Which, incidentally, is what my mother thought when I tried to explain the concept.

“No seriously, what is it?”

“It’s…” How did you even describe it, I wondered. I’d never had to. I just instinctively knew what it was, which is also pretty telling. “It’s this thing that girls want now, where your thighs don’t touch,” I tried lamely.

“Why does that matter?”

“It doesn’t, it’s just a thing.”

“And I have it?” She seemed alarmed.

“Yes, you do. Just look.”

She looked. “Oh but that’s ridiculous,” she said. “I’m standing with my feet apart.” She put her feet together. “There, see? No more thigh gap.”

“No,” I protested, sensing that this was getting away from me. “It’s not — obviously if your feet are together it isn’t there.
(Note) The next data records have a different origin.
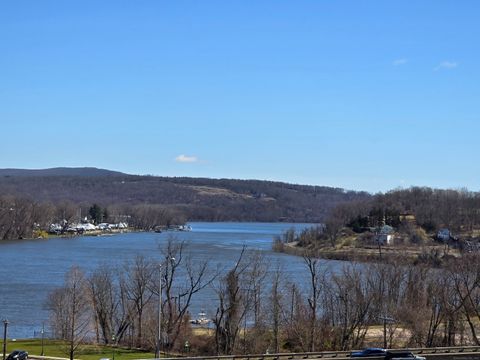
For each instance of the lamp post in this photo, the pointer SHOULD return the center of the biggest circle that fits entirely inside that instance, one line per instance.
(113, 346)
(159, 339)
(160, 304)
(43, 336)
(5, 325)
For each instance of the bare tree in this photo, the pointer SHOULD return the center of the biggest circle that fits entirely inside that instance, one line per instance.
(70, 310)
(182, 279)
(316, 282)
(232, 307)
(138, 291)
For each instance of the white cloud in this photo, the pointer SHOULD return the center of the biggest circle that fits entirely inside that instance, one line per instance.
(399, 62)
(186, 159)
(446, 65)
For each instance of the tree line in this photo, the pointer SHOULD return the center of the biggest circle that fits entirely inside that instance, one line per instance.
(257, 308)
(25, 218)
(194, 198)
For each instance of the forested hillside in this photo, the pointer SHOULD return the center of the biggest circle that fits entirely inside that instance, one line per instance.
(189, 198)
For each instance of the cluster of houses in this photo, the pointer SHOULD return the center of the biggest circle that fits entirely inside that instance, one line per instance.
(85, 227)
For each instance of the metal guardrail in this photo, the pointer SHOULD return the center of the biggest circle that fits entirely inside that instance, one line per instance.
(338, 355)
(333, 354)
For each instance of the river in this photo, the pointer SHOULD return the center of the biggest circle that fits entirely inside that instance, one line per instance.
(30, 269)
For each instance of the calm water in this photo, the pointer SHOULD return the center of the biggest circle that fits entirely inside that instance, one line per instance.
(30, 269)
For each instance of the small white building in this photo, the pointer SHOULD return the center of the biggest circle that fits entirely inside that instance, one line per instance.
(444, 235)
(385, 235)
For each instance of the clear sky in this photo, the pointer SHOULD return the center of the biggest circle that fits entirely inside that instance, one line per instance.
(364, 95)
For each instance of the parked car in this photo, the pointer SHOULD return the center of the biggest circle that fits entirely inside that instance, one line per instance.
(18, 355)
(369, 352)
(402, 355)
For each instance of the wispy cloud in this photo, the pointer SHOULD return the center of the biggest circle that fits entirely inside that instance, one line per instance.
(399, 62)
(186, 159)
(446, 65)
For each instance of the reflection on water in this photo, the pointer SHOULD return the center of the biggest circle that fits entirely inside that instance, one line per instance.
(30, 269)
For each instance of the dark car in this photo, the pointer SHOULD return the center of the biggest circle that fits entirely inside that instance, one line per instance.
(18, 355)
(404, 355)
(369, 352)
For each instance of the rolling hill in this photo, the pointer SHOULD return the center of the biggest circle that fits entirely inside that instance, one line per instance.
(197, 198)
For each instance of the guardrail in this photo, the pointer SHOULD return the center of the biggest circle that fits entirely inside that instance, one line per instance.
(333, 354)
(454, 351)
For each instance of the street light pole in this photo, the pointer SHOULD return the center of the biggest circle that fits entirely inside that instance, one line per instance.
(43, 336)
(113, 347)
(5, 325)
(160, 303)
(159, 339)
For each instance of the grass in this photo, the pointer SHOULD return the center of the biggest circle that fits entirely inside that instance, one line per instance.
(56, 348)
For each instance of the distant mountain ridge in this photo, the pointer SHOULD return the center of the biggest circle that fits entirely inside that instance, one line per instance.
(201, 199)
(60, 171)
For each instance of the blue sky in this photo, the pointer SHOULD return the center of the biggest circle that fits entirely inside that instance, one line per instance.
(364, 95)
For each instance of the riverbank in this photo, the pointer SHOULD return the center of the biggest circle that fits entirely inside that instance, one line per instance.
(432, 254)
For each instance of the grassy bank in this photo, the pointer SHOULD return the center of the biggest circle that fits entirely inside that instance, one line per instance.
(55, 348)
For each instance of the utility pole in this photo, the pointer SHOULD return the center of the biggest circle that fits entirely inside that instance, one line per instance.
(159, 339)
(43, 336)
(385, 319)
(5, 325)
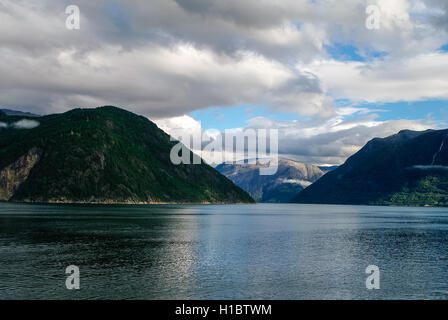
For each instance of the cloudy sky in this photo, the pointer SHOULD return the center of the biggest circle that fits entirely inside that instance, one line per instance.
(310, 68)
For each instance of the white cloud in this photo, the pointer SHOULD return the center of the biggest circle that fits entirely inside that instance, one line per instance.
(411, 79)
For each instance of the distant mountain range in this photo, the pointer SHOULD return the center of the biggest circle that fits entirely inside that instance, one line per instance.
(10, 112)
(406, 169)
(291, 177)
(102, 155)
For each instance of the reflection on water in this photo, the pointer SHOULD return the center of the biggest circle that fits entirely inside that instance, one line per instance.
(222, 252)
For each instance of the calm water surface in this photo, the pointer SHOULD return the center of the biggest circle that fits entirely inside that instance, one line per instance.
(223, 252)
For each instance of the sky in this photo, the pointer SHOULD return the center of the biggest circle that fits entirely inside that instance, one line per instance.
(312, 69)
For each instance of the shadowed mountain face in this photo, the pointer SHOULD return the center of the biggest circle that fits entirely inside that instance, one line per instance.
(291, 177)
(102, 155)
(409, 168)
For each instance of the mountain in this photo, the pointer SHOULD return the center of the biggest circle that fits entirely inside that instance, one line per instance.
(328, 168)
(10, 112)
(407, 169)
(291, 177)
(102, 155)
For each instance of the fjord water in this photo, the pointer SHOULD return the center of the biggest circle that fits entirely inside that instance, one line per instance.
(259, 251)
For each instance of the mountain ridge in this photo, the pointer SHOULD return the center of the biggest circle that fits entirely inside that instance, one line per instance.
(409, 168)
(290, 178)
(102, 155)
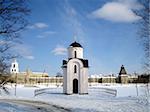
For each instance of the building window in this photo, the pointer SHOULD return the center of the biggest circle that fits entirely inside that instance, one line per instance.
(75, 54)
(75, 69)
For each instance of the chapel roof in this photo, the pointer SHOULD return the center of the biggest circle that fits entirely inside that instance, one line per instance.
(75, 44)
(122, 70)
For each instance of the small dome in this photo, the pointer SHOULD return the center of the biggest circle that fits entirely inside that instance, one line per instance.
(75, 44)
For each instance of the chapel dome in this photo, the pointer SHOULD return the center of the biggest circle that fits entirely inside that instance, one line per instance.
(75, 44)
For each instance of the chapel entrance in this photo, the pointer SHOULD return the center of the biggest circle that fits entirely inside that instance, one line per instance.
(75, 86)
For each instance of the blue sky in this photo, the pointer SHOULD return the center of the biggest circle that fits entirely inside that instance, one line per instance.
(105, 29)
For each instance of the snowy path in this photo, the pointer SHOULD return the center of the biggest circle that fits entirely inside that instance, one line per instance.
(11, 105)
(99, 99)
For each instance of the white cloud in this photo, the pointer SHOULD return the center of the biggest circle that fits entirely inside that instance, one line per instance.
(118, 11)
(23, 50)
(60, 50)
(29, 57)
(38, 26)
(46, 34)
(73, 22)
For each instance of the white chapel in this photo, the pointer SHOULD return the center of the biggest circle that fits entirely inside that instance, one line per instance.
(14, 67)
(75, 71)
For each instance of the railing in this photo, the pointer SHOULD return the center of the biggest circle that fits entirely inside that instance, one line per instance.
(106, 90)
(40, 91)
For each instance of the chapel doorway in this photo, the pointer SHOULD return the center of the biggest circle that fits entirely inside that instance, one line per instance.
(75, 86)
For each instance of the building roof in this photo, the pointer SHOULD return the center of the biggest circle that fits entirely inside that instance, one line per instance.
(84, 61)
(75, 44)
(122, 70)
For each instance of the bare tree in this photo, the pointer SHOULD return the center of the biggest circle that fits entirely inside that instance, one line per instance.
(13, 19)
(144, 31)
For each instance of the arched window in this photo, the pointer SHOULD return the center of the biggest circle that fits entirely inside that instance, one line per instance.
(75, 54)
(75, 68)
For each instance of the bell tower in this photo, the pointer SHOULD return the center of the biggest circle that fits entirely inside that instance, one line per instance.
(14, 67)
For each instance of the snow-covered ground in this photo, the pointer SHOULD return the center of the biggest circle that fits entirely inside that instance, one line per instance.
(101, 98)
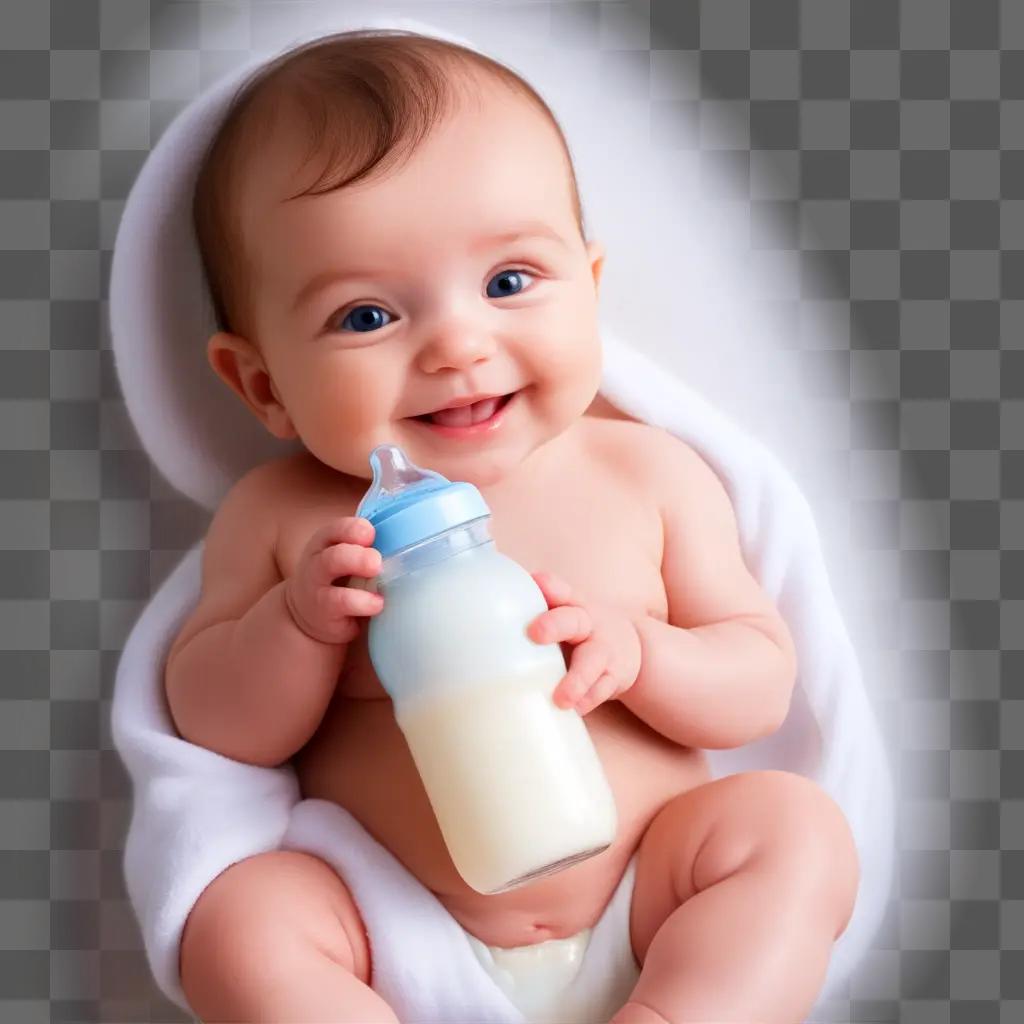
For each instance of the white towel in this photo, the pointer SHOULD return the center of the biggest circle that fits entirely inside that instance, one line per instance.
(196, 812)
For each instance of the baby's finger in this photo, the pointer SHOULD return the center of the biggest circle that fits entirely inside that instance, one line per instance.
(602, 690)
(353, 529)
(346, 559)
(589, 663)
(569, 624)
(342, 601)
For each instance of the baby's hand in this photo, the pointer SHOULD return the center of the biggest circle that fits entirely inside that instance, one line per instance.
(605, 662)
(323, 610)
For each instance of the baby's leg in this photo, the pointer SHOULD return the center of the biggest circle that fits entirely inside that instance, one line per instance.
(278, 938)
(742, 886)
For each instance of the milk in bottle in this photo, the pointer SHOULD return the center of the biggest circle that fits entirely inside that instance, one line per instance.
(514, 781)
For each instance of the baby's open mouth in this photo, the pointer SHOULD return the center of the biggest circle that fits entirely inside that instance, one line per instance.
(466, 416)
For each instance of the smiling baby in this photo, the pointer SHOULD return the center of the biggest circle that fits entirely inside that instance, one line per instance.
(394, 246)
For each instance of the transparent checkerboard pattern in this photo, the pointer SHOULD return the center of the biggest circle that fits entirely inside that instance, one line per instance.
(884, 144)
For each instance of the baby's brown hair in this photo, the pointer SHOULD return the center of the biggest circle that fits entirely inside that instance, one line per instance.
(368, 94)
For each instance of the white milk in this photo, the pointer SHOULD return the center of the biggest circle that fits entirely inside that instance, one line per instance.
(515, 781)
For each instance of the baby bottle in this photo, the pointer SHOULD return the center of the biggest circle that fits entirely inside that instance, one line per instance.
(514, 781)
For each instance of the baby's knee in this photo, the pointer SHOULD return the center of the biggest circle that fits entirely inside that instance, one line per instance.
(785, 824)
(808, 843)
(263, 915)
It’s when you’re standing with your feet apart.”

“But then doesn’t everyone have a thigh gap?” she wanted to know. “If you stand with your feet like this" — she spread her feet a good three feet apart — "then wouldn’t you always have a thigh gap?”

“That doesn’t count,” I tried to explain. Although it was a very good point, I had to admit. How did you calculate how far apart your feet would have to be? “Shoulder width,” I decided on-the-go. That was usually a good rule of thumb, yes? “If your feet are shoulder width apart. There, like that,” I said as she adjusted her stance. “You see how your legs aren’t touching.”

“Well that’s just because that’s how I’m built,” she said sounding even more confused.

“I know,” I said, trying not to laugh. “And most people aren’t. Here, come over here.” I pulled her over to a mirror, and we stood, both with our feet shoulder distance apart. My thighs clearly touched for a good four inches or so. My mother’s came close — I suspect she was trying to inch her feet closer together — but did not.

“See,” I said. “Yours don’t touch and mine are always going to. It’s just body types.”

“Hmmm,” she observed. “Try leaning forward a little. Yeah, no, I guess you’re right.”

“Thank you,” I said.

“And girls nowadays want this?” she asked, very skeptical.

“Some girls,” I told her. “Not me,” I added. I didn’t think she worried about me anymore, but I like to be safe.

“But you just said it’s all about body types,” she protested. “That some people are built with ‘thigh gaps’" — she pronounced the phrase like some obscure particle of physics she wasn’t sure was actually real – “and some people aren’t.”

“Exactly,” I said, happy that she seemed to have grasped the concept at last.

But then she wanted to know: “So why is this even a thing? Why does it matter?”

I changed the subject. I still don’t have a decent answer for her. I suspect there isn’t one.